The Problem with "It Just Works" Code
Every Python project starts simple. A single file, a few functions, maybe a class or two. Then requirements grow: you add a database, an API, a background job queue. Before long, your "simple" script is a tangled mess where business logic lives alongside SQL queries and HTTP response formatting.
Clean Architecture is a set of principles, popularized by Robert C. Martin ("Uncle Bob"), designed to keep your core business logic independent from frameworks, databases, and external services.
Core Principle: The Dependency Rule
The fundamental rule is: source code dependencies must point inward. Inner layers know nothing about outer layers.
- Entities — Pure business objects and rules (innermost)
- Use Cases — Application-specific business logic
- Interface Adapters — Controllers, presenters, gateways
- Frameworks & Drivers — Django, Flask, SQLAlchemy, etc. (outermost)

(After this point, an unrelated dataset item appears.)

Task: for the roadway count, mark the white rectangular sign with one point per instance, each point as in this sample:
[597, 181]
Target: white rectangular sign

Your database framework depends on your use cases. Your use cases do not depend on your database framework.
A Practical Python Example
Consider a simple user registration feature. Without clean architecture:
# Tightly coupled — hard to test, hard to change
def register_user(username, email):
db.execute("INSERT INTO users ...", username, email)

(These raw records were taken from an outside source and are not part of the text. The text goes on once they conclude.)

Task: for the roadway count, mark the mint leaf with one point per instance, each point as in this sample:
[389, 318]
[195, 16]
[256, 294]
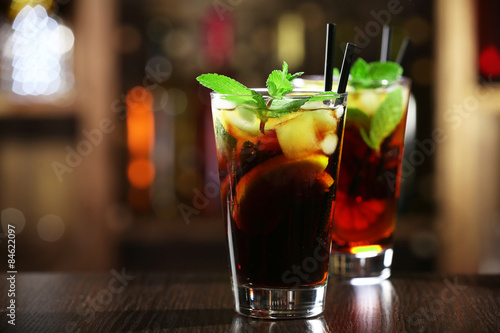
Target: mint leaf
[323, 96]
[359, 118]
[386, 118]
[359, 70]
[379, 71]
[224, 85]
[279, 82]
[281, 107]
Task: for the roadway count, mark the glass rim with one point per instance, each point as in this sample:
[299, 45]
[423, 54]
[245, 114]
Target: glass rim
[318, 77]
[294, 94]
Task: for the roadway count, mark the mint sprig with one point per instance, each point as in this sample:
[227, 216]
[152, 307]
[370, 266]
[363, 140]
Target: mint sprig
[236, 92]
[370, 75]
[280, 83]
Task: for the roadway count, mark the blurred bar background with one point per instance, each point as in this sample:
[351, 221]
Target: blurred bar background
[107, 154]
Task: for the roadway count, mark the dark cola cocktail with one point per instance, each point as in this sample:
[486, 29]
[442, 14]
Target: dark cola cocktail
[278, 161]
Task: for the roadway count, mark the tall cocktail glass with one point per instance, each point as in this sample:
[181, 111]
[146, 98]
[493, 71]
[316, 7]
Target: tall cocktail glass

requests.post("https://email-service.com/send", {...})
return {"status": "ok"}
With clean architecture, we separate concerns:
# entities/user.py — pure Python, no dependencies
from dataclasses import dataclass
@dataclass
class User:
username: str
email: str
# use_cases/register_user.py — depends only on abstractions
class RegisterUserUseCase:
def __init__(self, user_repo, email_service):
self.user_repo = user_repo
self.email_service = email_service
def execute(self, username: str, email: str) -> User:
user = User(username=username, email=email)
self.user_repo.save(user)
self.email_service.send_welcome(user)
return user
Dependency Injection: The Glue
Clean architecture relies heavily on dependency injection — passing dependencies in rather than creating them inside functions. This makes testing trivial:
def test_register_user():
mock_repo = MockUserRepository()
mock_email = MockEmailService()
use_case = RegisterUserUseCase(mock_repo, mock_email)

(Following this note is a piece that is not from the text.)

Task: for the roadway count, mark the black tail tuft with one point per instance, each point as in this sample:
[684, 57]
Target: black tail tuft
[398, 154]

user = use_case.execute("alice", "alice@example.com")
assert user.username == "alice"
assert mock_repo.saved_user == user
assert mock_email.welcome_sent is True
Recommended Project Structure
my_app/
├── entities/ # Business objects
│ └── user.py
├── use_cases/ # Business logic
│ └── register_user.py
├── adapters/ # Interfaces to external world
│ ├── repositories/
│ └── services/
├── infrastructure/ # Concrete implementations
│ ├── db/ # SQLAlchemy models
│ └── email/ # SMTP or API client
└── entrypoints/ # FastAPI, Flask, CLI
└── api/
When to Apply Clean Architecture
| Scenario | Recommendation |
|---|---|
| Simple script or one-off tool | Skip it — overkill |
| Small web app with limited logic | Partial separation is fine |
| Complex domain with many business rules | Strongly recommended |
| App likely to change frameworks or DBs | Essential |
| Team project with multiple developers | Strongly recommended |
Key Takeaways
- Your business logic should have zero imports from Django, SQLAlchemy, or any framework.
- Depend on abstractions (protocols/ABCs), not concrete implementations.
- Use dependency injection to wire things together at the edges.
- Start simpler and refactor toward clean architecture as complexity grows.